The answer lies in two major observations by the market. One is the ability of NCD issuers to pay the investors. Second is the ability of NCD issuers to make enough money consistently. There are many factors that are considered but these two factors are of paramount importance. Rating agencies play the role of guide here. They are the ones who evaluate NCD issuers and assign a credit to the company based on its ability to generate cash consistently and pay investors on time. Remember that rating agencies just provide the rating and guidelines and they are in no way responsible for any loss of investments.
A higher rating means that the NCD issuer has consistent record of paying its obligation as well as generating money while a low rating means that company may face problems in paying its obligations.
Risks in NCD
Since NCDs provide higher return than the risk free rate, they expose investors to risk. The risk is lower than that of equities but it is certainly more than bank fixed deposits, Government bonds, and other Government schemes such as PPF, Post office, NSC etc. Let's look at some of the risks that investors are exposed to.
Business risk -
Unlike Government bonds and bank deposits where the returns are guaranteed, NCDs do not guarantee returns. In most cases, highly rated companies do fulfil their obligation consistently. However, there is always business risk that investors are exposed to. Businesses depend on many factors which are beyond the purview of companies. If these factors impact businesses of NCD issuers severely, they may find it difficult to pay the investors and may default in some cases.
For example, gas prices impact auto companies' business. Gas prices are Government regulated. Hence any adverse decision by Government on gas prices will hit auto companies severely.
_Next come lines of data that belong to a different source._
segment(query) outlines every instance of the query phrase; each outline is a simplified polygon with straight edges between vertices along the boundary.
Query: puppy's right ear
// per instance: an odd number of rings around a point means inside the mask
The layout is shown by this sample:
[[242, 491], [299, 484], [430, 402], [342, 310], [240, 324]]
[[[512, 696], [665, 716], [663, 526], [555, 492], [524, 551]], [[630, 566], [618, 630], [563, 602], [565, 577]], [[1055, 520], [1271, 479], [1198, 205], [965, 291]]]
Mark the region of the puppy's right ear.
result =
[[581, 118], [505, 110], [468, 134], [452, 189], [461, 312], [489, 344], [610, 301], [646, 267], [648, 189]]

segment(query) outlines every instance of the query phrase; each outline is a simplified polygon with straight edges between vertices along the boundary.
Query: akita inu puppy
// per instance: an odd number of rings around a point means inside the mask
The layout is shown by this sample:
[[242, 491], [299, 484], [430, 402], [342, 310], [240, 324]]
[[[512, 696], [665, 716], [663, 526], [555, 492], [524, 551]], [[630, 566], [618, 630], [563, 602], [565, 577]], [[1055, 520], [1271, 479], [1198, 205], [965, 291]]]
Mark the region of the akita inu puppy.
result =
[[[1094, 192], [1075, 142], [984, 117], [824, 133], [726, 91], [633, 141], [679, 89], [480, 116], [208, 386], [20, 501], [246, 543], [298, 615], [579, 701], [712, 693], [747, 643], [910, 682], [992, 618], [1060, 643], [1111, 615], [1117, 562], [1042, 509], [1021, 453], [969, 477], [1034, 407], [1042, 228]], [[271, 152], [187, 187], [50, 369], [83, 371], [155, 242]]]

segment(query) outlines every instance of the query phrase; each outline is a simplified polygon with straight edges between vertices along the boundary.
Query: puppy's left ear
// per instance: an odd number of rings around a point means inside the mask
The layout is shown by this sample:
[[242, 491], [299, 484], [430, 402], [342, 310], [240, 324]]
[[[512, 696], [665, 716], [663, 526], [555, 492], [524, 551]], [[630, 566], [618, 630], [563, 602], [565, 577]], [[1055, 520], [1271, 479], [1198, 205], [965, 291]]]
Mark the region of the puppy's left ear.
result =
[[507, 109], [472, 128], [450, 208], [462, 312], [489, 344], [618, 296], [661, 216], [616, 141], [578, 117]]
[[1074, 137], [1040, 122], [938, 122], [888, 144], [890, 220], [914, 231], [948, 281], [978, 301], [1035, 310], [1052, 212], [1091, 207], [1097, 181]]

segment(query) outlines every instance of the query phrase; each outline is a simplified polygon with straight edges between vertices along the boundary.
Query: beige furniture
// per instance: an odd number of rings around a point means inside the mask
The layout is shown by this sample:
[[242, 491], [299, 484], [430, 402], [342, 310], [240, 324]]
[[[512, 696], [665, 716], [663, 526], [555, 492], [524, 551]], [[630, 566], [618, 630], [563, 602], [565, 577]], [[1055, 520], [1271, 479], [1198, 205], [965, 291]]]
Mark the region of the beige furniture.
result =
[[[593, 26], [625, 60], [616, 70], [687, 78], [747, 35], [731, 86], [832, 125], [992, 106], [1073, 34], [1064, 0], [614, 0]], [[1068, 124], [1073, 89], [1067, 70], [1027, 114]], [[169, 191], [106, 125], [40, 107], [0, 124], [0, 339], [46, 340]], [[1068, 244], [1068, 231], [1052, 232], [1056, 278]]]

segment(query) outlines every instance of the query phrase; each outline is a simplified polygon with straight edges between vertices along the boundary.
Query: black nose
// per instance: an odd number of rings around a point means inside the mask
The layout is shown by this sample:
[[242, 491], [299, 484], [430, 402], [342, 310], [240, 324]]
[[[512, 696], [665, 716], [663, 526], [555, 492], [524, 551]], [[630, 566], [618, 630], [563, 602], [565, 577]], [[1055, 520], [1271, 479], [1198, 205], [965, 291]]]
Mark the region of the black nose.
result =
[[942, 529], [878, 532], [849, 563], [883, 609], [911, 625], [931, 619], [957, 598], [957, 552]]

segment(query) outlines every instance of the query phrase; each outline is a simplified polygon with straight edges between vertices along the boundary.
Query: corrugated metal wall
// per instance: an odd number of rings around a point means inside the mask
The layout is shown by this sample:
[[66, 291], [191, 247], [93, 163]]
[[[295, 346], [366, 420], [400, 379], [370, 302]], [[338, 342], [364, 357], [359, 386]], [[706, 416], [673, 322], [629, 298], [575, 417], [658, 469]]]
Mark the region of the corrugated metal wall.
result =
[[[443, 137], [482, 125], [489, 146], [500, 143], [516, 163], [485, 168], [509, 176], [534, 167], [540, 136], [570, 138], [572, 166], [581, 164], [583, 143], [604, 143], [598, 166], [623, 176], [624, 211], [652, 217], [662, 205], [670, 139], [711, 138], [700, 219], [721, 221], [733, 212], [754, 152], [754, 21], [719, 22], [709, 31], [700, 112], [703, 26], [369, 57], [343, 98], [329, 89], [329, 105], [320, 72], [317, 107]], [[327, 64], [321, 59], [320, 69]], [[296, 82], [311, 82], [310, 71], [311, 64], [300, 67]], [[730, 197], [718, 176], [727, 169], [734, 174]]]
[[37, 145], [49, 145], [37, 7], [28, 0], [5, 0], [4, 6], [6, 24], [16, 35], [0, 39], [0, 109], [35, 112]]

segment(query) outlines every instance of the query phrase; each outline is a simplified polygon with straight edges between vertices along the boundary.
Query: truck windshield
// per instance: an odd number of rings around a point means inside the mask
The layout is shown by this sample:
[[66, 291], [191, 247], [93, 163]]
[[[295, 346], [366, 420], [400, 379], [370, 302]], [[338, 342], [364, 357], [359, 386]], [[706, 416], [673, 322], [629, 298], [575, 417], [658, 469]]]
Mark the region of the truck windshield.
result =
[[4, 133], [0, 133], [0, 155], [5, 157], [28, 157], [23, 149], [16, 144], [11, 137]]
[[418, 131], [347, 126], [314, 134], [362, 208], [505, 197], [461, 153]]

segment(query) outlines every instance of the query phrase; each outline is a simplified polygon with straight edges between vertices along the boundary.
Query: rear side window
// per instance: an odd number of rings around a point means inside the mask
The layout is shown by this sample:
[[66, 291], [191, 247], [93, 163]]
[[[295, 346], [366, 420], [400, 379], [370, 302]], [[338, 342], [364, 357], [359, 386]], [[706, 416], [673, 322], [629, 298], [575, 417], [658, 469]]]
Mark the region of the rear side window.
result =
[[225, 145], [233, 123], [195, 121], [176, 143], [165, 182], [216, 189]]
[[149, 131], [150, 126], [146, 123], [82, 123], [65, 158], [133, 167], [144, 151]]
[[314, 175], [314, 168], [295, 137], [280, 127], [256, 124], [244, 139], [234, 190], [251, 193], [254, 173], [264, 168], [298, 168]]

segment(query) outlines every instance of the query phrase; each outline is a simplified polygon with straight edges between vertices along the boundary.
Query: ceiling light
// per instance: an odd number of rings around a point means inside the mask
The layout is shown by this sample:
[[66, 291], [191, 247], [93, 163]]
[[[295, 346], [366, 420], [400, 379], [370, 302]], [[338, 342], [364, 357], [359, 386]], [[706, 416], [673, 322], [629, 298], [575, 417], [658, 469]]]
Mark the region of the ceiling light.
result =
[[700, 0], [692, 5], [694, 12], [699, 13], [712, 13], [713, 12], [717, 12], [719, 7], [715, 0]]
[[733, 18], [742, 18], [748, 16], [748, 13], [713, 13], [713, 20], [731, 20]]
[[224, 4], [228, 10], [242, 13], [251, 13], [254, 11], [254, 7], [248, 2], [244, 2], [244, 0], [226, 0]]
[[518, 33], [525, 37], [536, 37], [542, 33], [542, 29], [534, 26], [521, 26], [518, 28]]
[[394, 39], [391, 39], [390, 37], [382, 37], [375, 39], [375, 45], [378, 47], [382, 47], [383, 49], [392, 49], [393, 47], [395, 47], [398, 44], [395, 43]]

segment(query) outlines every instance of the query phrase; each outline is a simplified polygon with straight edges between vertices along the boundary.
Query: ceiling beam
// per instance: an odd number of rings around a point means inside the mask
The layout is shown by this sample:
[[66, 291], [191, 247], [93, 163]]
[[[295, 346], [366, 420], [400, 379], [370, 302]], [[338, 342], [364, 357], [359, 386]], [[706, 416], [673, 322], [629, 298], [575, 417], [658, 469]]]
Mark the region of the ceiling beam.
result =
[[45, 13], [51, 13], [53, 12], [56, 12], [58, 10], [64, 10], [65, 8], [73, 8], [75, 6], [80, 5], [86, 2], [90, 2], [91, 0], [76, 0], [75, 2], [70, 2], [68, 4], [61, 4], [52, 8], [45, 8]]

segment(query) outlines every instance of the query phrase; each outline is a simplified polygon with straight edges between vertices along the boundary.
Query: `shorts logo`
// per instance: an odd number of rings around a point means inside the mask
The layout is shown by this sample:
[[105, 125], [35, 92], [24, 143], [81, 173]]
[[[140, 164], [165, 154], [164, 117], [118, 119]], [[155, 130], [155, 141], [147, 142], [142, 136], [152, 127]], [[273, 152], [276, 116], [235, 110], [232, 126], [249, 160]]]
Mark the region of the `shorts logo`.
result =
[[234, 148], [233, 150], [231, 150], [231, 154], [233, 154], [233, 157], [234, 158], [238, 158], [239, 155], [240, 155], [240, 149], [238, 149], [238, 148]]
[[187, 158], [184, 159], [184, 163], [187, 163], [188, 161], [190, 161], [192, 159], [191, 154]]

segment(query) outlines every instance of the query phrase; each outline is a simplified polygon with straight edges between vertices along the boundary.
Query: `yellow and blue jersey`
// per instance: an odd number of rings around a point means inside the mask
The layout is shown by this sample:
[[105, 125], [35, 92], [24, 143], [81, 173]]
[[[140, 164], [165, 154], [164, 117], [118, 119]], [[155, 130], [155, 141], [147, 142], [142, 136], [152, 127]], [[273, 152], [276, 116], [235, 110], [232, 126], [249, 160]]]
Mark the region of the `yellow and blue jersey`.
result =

In such a case, if an auto company has issued NCDs, it may find it difficult to pay its investors.
Interest rate risk -
Investors of NCDs face interest rate risk. A rise in interest rate lessens the attractiveness of NCDs and hence the prices fall. Though fall in price may not impact the absolute amount of returns, it will reduce the returns when investors redeem their debentures. The logic is simple. When the interest rate rises, many investors may prefer to put money in bank as their deposit rates become attractive while the risk is nil. Hence the demand of NCDs go down which reduces its price.
Similarly, when the interest rate falls, its price rises as it increases the attractiveness of NCDs will increase.
Inflation risk -
Inflation is another major risk. Inflation eats into your profit. Most of the NCDs mention returns in nominal term which may not give right idea about the soundness of return. The real return will always be less than the nominal return. Real return, simply defined, is nothing but the nominal return minus the inflation. Hence if inflation goes up, the real return will go down.
Let's understand this with an example. If an NCD claims that it is giving 10% returns, your investment of Rs 1000 will become Rs 1100 in a year. However, if the inflation is 10%, the price of goods that costs Rs 1000 now will cost Rs 1100 in a year. This means even though you earned a return of 10%, you cannot buy anything extra with this money. You can still buy the same quantity of goods. Your real return was 0% in a year.
We have been facing inflation of 9%-14% for last couple of quarters. This means we have been getting negative returns on our investment in fixed income securities.
There are no guaranteed returns beyond the Government bonds and bank fixed deposits (even bank FD has risk but it is very low). Hence the moment investors see promises of returns larger than the returns offered by Government bonds; they should intuitively understand that this will expose them to risk. This is cardinal rule of investing.